There is no particular restriction on how to prepare a membrane-electrode assembly from the dispersion of the present invention. However, for example, additionally supplied two substrates coated with a catalyst layer coating solution having a catalyst and a catalyst layer resin dispersed therein and then coated with the dispersion of the present invention to form an ion exchange membrane may be adhered by hot pressing with the ion exchange membranes faced inside to give a membrane-electrode assembly having a membrane based on the laminated two ion exchange membranes as an electrolyte membrane. Three substrates may be coated with a coating solution for an anodic catalyst layer, with a coating solution for a cathodic catalyst layer and with the dispersion of the present invention, separately, to form an anodic catalyst layer, a cathodic catalyst layer and an ion exchange membrane, then peeling the ion exchange membrane off the substrate, hot-pressing the anodic catalyst layer and the cathodic catalyst layer so as to interpose the ion exchange membrane therebetween.

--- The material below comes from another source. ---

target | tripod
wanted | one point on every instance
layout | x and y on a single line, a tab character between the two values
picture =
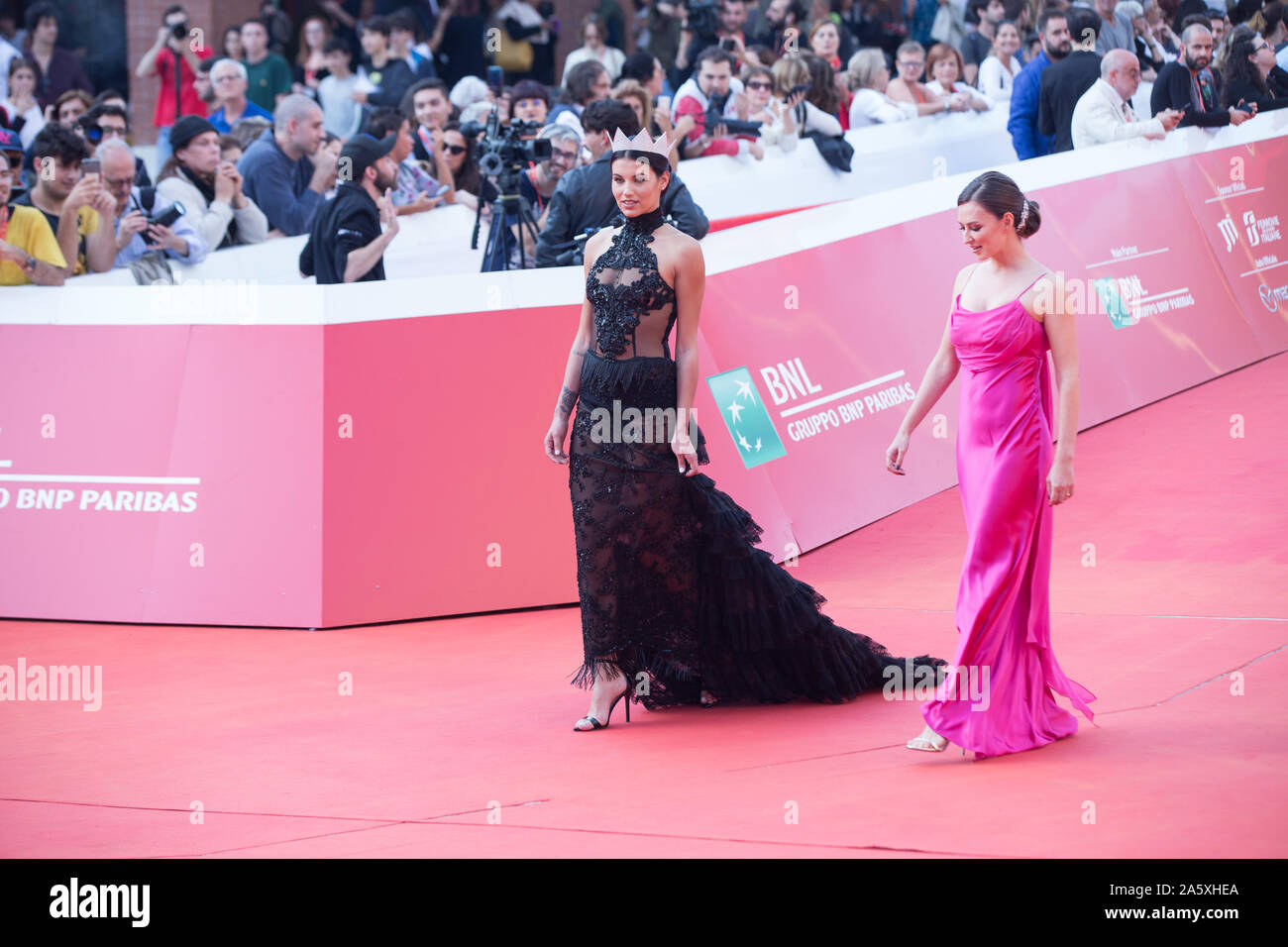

In the case where both an ion exchange membrane and a catalyst layer contain fibrilliform fluorocarbon polymer, a mixed dispersion from the dispersion of the present invention and a catalyst may be used as coating solution to form a catalyst layer in the above-mentioned procedures. In the case of an ion exchange membrane which is not obtained from the dispersion of the present invention, various known methods may be employed. For example, (1) both sides of such an ion exchange membrane may be coated with the dispersion of the present invention, (2) two gas diffusion layers having catalyst layers formed from a coating solution containing the dispersion of the present invention may be hot-pressed so as to interpose an ion exchange membrane, or (3) two substrates having catalyst layers formed from a coating solution containing the dispersion of the present invention may be hot-pressed with an ion exchange membrane interposed therebetween to transfer the catalyst layers onto the ion exchange membrane.